The plaintiffs argued in their suit filed on Friday that in view of the death of the All Progressives Congress candidate, Abubukar Audu, Wada should be declared the winner of the election as the surviving candidate with the majority of lawful votes cast during the Saturday poll.
They also asked the court to compel the Independent National Electoral Commission to issue a Certificate of Return to Wada.
Those joined as respondents to the suit are the INEC, the Attorney-General of the Federation and Minister of Justice, Abubakar Malami, and the APC.
In a separate application, the plaintiffs also asked the court to restrain the INEC from conducting the supplementary election scheduled for December 5.
The plaintiffs through their counsel, Chris Uche (SAN), also asked the court to issue an order of injunction restraining the APC from organising or holding a fresh primary for the purpose of substituting its candidate ahead of the supplementary or other election for the 2015 Kogi State governorship election.”
They also asked the court to declare that the APC could not organise and hold a fresh primary election for the purpose of the supplementary election in view of the “immutable statutory timeliness provided by enabling sections of the Electoral Act 2010 and the INEC timetable for Kogi Governorship election.”
The plaintiffs asked the court to declare that the AGF was not competent to issue directives to INEC, allowing the APC to substitute its candidate for the Kogi governorship election after its commencement, and that such directives are null and void for inconsistency with the provisions of the constitution.
They also asked the court to hold that the APC could not lawfully nominate a candidate for the supplementary governorship election slated for December 5 without a valid and legally cognisable primary election of the APC, conducted within the mandatory timeliness specified by the Electoral Act.
They asked the court to declare that, according “to the provisions of Section 141 of the Electoral Act, 2010, votes scored by a candidate who died during an election cannot be inherited by or transferred to a person who was not a candidate at the said election and who did not participate in all stages of such election, for the purpose of concluding such election.”
PDP State Collation Agent for the governorship election, Mr. Joe Agada, stated in part in a 36-paragraph affidavit, “That with the demise of the APC’s candidate, the two leading candidates are Wada with 199,514 votes and that of the Labour Party with 8, 756 votes.
“That I know as a fact that INEC on this basis ought to declare Wada the winner of the governorship election of November 21, 2015, being the only surviving candidate with the highest number of votes and scoring 25 per cent of the votes in all the Local Government Areas of the State.”
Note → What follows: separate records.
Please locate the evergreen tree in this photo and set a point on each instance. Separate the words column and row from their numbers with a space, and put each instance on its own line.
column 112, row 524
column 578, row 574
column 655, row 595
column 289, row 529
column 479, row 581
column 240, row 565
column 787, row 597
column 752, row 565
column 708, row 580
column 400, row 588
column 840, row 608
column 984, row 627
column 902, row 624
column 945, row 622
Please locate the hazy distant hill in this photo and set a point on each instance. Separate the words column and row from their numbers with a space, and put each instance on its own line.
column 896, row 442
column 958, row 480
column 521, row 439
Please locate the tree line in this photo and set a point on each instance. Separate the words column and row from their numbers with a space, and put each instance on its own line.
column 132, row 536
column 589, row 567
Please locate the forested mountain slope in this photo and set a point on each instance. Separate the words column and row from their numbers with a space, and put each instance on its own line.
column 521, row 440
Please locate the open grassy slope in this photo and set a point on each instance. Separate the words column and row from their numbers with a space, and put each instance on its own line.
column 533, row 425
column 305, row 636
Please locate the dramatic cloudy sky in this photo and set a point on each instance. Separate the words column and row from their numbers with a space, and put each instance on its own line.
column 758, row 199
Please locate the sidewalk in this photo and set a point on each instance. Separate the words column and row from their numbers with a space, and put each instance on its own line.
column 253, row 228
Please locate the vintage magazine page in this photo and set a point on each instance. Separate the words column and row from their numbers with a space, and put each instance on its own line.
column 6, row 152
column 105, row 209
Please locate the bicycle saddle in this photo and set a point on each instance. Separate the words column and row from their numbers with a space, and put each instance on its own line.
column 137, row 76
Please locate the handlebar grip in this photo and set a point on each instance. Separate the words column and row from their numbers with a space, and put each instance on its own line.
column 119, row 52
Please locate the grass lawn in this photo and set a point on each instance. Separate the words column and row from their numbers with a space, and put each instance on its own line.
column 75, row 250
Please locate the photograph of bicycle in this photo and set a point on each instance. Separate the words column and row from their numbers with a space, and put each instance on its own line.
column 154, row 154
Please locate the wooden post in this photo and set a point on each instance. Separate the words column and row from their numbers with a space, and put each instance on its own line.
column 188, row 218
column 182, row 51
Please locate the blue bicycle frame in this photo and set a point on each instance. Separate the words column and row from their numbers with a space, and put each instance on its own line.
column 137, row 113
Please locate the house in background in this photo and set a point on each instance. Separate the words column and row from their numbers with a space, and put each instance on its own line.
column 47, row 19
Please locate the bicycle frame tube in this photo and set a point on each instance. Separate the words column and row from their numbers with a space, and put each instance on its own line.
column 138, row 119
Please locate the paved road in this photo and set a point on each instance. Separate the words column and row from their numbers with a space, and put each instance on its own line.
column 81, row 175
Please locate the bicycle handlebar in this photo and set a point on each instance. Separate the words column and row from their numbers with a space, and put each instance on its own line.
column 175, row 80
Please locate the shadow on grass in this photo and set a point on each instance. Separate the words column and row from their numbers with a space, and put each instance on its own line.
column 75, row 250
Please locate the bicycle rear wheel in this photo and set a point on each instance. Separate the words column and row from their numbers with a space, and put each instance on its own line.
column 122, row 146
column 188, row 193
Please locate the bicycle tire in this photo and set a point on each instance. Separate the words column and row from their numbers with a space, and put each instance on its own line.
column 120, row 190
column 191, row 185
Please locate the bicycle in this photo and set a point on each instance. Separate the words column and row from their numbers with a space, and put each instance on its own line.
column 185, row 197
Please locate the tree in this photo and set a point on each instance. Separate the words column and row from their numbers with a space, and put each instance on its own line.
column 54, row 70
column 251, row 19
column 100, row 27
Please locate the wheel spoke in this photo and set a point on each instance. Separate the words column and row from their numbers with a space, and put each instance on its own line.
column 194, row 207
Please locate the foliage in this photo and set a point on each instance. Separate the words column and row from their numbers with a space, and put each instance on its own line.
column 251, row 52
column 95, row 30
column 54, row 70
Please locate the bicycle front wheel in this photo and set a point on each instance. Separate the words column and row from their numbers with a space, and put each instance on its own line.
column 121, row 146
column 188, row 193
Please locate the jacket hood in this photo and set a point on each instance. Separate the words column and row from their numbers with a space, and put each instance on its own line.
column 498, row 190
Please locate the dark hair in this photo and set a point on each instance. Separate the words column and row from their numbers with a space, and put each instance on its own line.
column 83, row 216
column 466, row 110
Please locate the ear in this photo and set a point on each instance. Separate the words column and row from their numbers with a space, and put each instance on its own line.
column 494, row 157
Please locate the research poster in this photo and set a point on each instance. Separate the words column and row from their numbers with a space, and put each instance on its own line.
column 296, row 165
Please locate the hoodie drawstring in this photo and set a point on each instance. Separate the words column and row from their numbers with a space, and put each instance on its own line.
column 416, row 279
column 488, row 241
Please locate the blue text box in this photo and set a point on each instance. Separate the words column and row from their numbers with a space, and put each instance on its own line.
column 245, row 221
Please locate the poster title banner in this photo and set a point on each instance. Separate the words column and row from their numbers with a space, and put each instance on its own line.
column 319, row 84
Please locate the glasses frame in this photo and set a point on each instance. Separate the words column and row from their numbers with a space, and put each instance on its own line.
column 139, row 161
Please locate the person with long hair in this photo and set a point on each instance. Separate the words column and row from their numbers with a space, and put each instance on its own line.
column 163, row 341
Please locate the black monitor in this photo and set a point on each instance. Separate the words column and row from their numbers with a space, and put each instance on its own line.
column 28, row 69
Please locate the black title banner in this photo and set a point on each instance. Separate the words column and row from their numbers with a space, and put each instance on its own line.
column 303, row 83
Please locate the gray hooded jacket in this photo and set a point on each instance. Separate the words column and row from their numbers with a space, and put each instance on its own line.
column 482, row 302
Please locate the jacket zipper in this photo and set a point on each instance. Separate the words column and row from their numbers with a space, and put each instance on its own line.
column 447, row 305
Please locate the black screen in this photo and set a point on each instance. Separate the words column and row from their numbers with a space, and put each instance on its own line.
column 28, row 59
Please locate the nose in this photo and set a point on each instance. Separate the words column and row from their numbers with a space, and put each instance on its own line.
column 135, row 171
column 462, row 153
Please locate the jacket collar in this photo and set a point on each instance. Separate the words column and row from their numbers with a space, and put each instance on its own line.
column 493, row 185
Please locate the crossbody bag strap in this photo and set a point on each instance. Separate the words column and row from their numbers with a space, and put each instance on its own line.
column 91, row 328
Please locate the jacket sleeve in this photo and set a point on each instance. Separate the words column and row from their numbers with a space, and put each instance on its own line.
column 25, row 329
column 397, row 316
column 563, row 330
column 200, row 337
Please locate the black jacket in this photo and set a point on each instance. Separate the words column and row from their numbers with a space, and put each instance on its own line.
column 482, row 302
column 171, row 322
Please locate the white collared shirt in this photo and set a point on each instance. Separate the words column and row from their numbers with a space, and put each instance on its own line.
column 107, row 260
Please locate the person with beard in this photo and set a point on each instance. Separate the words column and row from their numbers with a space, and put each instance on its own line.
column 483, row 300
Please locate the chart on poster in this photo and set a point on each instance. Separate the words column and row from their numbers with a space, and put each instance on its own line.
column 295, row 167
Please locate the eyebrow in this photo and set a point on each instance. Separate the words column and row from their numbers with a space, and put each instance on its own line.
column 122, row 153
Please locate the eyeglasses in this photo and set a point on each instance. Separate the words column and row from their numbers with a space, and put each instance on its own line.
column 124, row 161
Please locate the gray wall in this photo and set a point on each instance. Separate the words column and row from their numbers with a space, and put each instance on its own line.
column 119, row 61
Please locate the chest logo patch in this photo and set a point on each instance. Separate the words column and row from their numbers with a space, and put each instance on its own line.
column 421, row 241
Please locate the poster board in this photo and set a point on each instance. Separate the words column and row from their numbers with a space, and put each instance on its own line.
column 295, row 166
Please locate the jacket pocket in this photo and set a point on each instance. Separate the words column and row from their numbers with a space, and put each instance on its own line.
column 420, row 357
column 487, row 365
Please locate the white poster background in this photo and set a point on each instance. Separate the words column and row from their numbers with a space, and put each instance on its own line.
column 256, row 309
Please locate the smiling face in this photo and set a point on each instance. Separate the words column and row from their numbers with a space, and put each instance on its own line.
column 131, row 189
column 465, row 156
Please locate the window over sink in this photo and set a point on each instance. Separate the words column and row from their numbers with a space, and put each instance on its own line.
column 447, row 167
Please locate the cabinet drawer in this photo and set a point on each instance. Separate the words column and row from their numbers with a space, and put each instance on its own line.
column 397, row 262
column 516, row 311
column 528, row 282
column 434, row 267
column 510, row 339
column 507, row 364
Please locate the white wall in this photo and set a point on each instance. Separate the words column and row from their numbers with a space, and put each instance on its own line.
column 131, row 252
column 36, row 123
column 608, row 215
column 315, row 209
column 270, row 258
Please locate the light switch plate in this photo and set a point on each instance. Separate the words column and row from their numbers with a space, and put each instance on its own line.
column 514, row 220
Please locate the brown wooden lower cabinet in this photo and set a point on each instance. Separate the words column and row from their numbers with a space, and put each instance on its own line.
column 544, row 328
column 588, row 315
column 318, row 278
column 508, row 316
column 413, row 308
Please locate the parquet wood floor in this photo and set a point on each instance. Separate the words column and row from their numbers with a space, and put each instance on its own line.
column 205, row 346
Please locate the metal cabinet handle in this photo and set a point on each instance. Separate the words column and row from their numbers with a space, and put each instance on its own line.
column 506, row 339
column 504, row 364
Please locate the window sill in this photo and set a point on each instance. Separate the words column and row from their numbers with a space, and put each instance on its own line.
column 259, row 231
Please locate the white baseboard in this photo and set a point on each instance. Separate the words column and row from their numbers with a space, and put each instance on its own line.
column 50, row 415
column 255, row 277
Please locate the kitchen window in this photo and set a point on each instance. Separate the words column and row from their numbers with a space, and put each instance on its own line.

The case has yet to be assigned to any judge.
Earlier on Thursday, Audu’s running mate, James Faleke, wrote to the INEC Chairman, Prof. Mahmood Yakubu, asking that he be declared the winner of the inconclusive election.
In a letter written by his lawyer, Chief Wole Olanipekun (SAN), Faleke said that the only option opened to INEC was to declare him the governor-elect.
It read in part, “What INEC should do is to obey, respect and comply with the letters, spirit, intendment and tenor of the constitution by not only declaring the APC as the winner of the election, but by also declaring our client as the governor-elect.”
The lawyer argued that INEC’s directive to the APC to conduct a new primary to select a candidate to replace Audu was, “unfounded, both legally and constitutionally.
“It can also not be reasonably or rationally defended.”
Olanipekun cited to the INEC Chairman provision of section 68(1) and (c) of the Electoral Act to the effect that any result declared by Returning Officer shall be final and binding, and can only be reviewed or upturned by an election tribunal.